Сегодняшняя ночь была последней. Он должен был убить Коломийца, как обещал в зоне. И надо было случиться такой пакости, что бывшая шмара жила этажом выше следователя. Ведь все высчитал — попасть в квартиру
Коршуну даже не надо было трудиться открывать ее. С балкона на нижний балкон. Так просто. Потом — в дверь. И по темной лестнице вниз. Там — в горсад. И попробуй сыщи в нем фартового. На такое не только лягавые, собаки не решались.
«Все! Полный прокол!» — загудела милицейская сирена под окном.
Коршун увидел, как Коломиец, натягивая на ходу китель, садился в машину.
— Чтоб тебя в параше утопили! — вырвалось у Кольки невольное. Отодвинув Тоньку плечом и глянув на бабу, потребовал: — Развяжи клешни, дура! Хотел бы замокрить тебя, давно бы на кентель взял.
Тонька разрезала веревки и, быстро кинувшись к двери, открыла настежь, сказала громко:
— Выметайся вон!
Коршун понял: боится баба, не верит. Ему тоже не хотелось шума. Он увидел, что Тонька стоит на площадке, ждет, когда он уйдет из квартиры.
Едва фартовый шагнул за порог, Тонька заскочила в квартиру, захлопнула дверь, закрылась на ключ.
«Эх-хе-хе! А еще темнишь! Судьбу сломал! Если б так — за жизнь не держалась бы, не дорожила шкурой. Значит, есть что терять», — усмехался Коршун, спускаясь по лестнице.
Он еще надеялся найти финач. Но тщетно… Под Тонькиным окном его не оказалось. Едва вернулся на Сезонку, рассказал пахану, как глупо накололся на бывшей шмаре. Попросил еще день. Но пахан созвал разборку.
Тонька о том не знала ничего. Она видела, как он искал внизу финку. Но не нашел. Исчез в темноте, откуда и появился. Тоньке не было жаль его. Она разлюбила… А таких забывают быстро.
Тонька мысленно сравнила Коршуна с Михаилом. И улыбнулась тихо. Ну разве смог бы фартовый поцеловать ей руку или сказать нежное слово — голубка? Вместо долгих слов тихо и многозначно пожать руку? Разве знает законник столько, сколько рассказал ей Михаил даже о ее безделушках?
Баба села к столу писать ответ на письмо человеку, которого знает совсем немного, но так часто думает, вспоминает о нем.
«Здравствуйте, Михаил! — выводят корявые буквы непривычные к письмам пальцы. — Вы уехали недавно. А мне кажется, что прошла пропасть времени. И мы с Тимофеем только и говорим про вас. Может, потому, что далеко уехали? А ведь в пустынях, как я из книжки узнала, всякая гадость живет. Змеюки и козявки. Кусаются насмерть. Как у нас фартовые. Но их видно, а козявок в темноте не разглядишь. Жаль, что не догадалась я подарить амулетом вам свою Мурку, которую пантерой называли. Может, отпугнула бы она всякую чертовщину? — рассмеялась Тонька и продолжила: — Не будем больше про всякие страсти-мордасти. Зачем на них время отнимать? Лучше про нас расскажу.
Мы с Тимофеем уже решили, как к зиме будем готовиться. И когда. Он — жив и здоров. Часто во дворе копается. Цветы посадил. Под самые окна. Красиво теперь стало. В доме я побелю к вашему приезду, привезу дрова и уголь. Сама в сарай переношу.

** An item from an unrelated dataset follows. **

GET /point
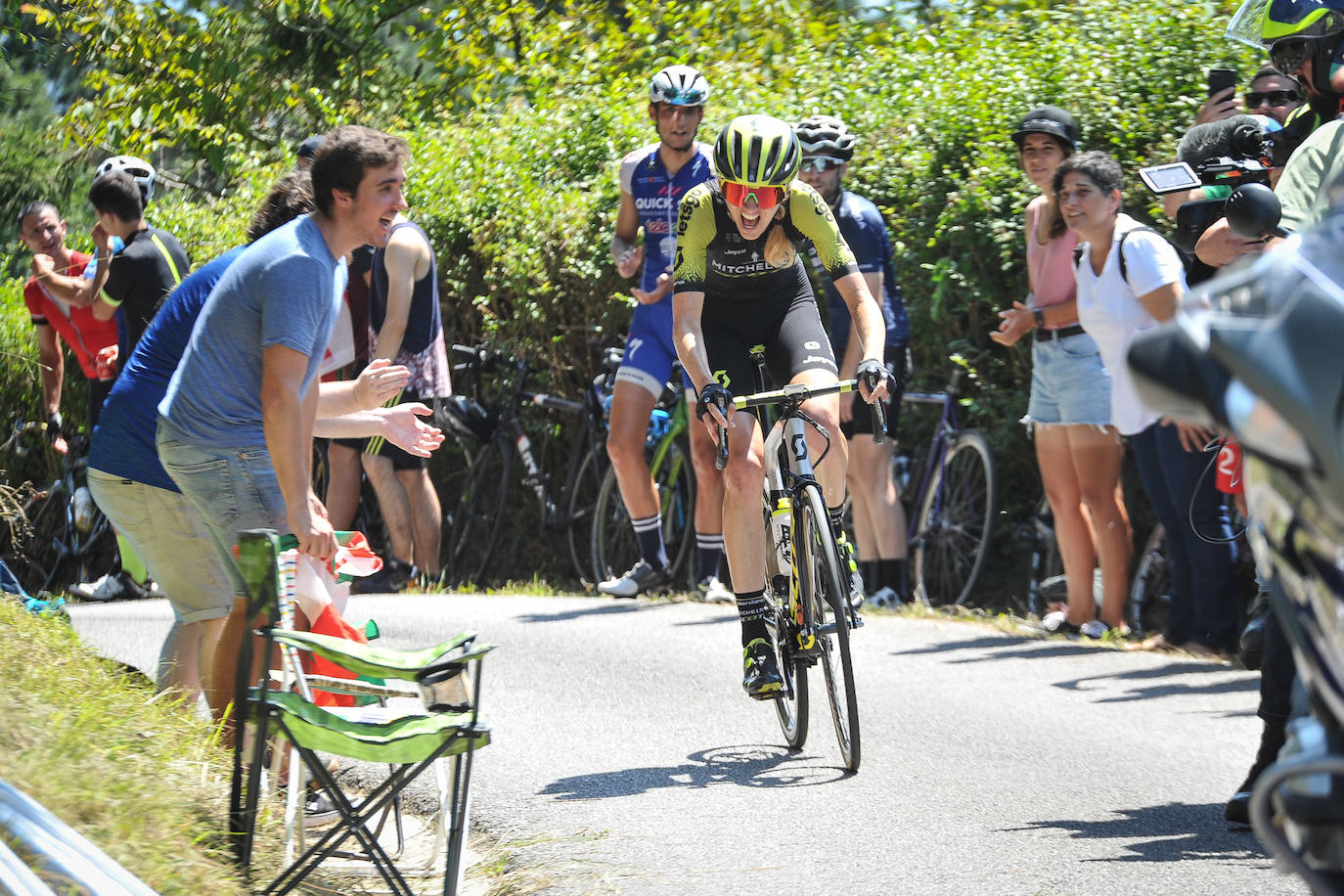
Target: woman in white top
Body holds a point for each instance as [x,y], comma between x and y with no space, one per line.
[1078,452]
[1117,299]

Тонька вложила письмо в конверт и утром отправила в далекий Египет.
Через месяц она читала ответ:
«Я часто вижу вас во снах. Это помогает перенести разлуку. Трудно с годами жить бродягой. Как хочется мне бесхитростного общения, тянет к уюту и пониманию. — Баба читала эти строчки и краснела. — Как ваши успехи в школе этикета? Даются ли занятия? Или оставили их? Как ваше здоровье? Успехи в работе? Не нашли ль у себя египетских фараонов? А то, может, пошлют меня изучать и осваивать вашу площадь? Ее возраст, захоронения? Как я понял, возможности охинской свалки — неисчерпаемы. А результаты поражают всякое воображение. Ваш результат изысканий куда выше моего. И, главное, наглядно смешение цивилизаций, эпох, культур! Этими находками гордился бы любой музей. У вас превосходное чутье и тонкий вкус», — зарделась Тонька от похвалы.
В ответ она написала:
«Я, конечно, немогу гордиться своей работой, как вы. Но если ваша с абстрактными результатами рассказывает о прошлом чужих стран, моя дает реальную пользу горожанам. И ее ощущают охинцы в каждом дне. Уже нет той свалки, какая пугала раньше горожан. Есть пункт переработки бытовых отходов. Он занимает площадь в пятнадцать раз меньшую, чем прежде! И мы даже эту сокращаем. Ну, а место работы моей не столь постыдно, как мне казалось раньше. Есть польза. Ощутимая и ежедневная! Людям! И не беда, что не знают они, от кого исходит. Главное, я думаю, чтобы дела и жизнь не были сродни свалке. Ни одна работа не может унизить, если она дает честный заработок и отдачу. Наглядную и нужную. Ну, а что касается нас с Тимофеем — живем и ждем. Вас, наш заморский бродяга! Возвращайтесь домой! Хотя бы на время!»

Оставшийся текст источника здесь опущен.